If safe, mines and other ERW found are disarmed or temporarily secured and removed to a collection point for later detonation. If this is not considered a safe option, detonation in situ will take place.
Manual clearance is both labour intensive and time consuming, yet it is an extremely reliable method that does not require large investments. Another advantage of manual clearance is that the NPA workforce is recruited and trained locally, bringing extra benefits in terms of employment and income creation, as well as local ownership of the mine or explosives problem.

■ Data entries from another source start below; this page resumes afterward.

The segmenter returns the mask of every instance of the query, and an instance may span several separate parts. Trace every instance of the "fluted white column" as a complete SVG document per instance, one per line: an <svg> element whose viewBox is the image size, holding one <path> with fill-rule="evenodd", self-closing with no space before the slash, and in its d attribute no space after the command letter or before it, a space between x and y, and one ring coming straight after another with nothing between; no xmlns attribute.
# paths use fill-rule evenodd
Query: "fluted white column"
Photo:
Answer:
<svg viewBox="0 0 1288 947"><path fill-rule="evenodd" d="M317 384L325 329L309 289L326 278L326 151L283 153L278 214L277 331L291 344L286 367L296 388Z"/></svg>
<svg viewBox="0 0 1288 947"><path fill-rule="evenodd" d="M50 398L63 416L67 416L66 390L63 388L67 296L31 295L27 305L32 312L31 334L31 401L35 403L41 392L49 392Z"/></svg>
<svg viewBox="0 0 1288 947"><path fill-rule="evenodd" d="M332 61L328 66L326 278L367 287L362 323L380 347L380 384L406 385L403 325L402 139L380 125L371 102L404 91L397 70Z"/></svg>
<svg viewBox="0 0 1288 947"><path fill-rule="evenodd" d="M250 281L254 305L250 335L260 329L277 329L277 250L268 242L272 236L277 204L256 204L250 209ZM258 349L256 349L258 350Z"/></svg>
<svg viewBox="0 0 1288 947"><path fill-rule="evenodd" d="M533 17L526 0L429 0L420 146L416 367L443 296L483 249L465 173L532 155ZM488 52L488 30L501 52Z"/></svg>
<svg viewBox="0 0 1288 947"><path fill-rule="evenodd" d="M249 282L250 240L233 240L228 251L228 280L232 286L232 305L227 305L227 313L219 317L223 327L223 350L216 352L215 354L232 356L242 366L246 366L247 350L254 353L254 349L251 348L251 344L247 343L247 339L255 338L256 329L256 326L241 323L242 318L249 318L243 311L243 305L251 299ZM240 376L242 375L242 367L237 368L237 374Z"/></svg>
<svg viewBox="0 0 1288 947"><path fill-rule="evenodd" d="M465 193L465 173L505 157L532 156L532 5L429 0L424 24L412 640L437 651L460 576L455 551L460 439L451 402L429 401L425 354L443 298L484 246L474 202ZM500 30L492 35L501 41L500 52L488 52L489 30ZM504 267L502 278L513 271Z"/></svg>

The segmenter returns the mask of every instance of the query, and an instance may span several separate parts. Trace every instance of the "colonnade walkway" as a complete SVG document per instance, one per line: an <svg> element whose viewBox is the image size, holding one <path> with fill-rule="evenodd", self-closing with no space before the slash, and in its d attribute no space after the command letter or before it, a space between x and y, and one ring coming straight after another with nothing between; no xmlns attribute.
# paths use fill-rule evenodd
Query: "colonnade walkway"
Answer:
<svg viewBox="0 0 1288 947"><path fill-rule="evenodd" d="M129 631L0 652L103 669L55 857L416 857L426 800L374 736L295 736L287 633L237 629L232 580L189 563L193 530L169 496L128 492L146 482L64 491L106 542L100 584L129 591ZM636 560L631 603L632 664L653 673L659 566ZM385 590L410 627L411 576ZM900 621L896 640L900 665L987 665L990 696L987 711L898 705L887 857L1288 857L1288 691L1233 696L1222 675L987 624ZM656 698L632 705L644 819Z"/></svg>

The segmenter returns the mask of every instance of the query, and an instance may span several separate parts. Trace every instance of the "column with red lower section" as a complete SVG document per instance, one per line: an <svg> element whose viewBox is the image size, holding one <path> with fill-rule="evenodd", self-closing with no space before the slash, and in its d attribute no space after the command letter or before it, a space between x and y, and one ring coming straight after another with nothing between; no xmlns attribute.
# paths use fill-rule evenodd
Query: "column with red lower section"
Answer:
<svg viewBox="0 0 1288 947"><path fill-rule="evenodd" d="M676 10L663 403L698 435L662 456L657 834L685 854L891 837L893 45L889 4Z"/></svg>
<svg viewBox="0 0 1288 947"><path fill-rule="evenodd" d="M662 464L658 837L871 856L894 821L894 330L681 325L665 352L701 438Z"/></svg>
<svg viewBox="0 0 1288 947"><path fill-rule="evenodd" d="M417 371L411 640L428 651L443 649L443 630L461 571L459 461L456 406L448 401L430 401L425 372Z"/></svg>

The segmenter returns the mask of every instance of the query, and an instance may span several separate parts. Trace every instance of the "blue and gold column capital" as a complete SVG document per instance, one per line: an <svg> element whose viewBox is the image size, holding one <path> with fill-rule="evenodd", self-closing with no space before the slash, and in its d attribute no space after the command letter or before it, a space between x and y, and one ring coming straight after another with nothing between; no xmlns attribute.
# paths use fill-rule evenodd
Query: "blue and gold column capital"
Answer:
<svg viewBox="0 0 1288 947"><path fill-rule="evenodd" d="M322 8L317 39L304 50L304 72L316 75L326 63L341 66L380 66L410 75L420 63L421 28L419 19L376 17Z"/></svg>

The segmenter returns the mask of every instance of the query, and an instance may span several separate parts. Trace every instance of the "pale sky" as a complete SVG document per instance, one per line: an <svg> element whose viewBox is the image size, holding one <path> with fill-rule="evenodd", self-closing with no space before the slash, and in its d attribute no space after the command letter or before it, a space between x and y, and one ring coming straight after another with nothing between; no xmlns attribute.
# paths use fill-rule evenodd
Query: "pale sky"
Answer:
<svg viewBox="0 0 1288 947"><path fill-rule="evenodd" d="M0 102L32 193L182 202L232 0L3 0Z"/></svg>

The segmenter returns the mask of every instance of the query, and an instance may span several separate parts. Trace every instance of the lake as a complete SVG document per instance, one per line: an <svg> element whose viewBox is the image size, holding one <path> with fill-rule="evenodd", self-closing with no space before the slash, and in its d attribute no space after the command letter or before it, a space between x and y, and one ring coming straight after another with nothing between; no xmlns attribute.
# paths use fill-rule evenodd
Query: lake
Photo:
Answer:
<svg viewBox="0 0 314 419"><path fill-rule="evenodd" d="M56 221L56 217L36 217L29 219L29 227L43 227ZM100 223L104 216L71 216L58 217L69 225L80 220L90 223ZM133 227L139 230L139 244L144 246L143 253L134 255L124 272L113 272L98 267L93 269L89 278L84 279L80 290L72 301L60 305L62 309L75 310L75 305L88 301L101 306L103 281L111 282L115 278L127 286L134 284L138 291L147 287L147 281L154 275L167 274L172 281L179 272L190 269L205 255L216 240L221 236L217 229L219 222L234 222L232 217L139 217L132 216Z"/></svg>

A key demining tool is the metal detector. The metal detector, as the name suggests, detects metal, normally a component of a landmine or UXO. Once metal is detected, the detector will signal this to the deminer, which must then further investigate whether the detector in fact has found an explosive object, or whether there is simply scrap metal in the ground.
Once the detector signals a finding, a prodder may be used by the deminer. The prodder is designed to assist deminers to locate mines and explosive ordnances buried at depths up to 20cm.The Prodder is small, lightweight and easily carried, and is used once a detector signals a finding.
In countries with dense vegetation, removing vegetation is necessary before activities such as manual clearance can take place. A range of tools can be used dependent on factors such as threat, topography and the type of vegetation - all from basic gardening tools, light machines such as strimmers to vegetation cutters installed on mechanical mine clearance machines.
If the ground conditions allow, rakes can be used as a clearance tool. The methodology uses the raking tool to excavate and sift the ground to the required depth.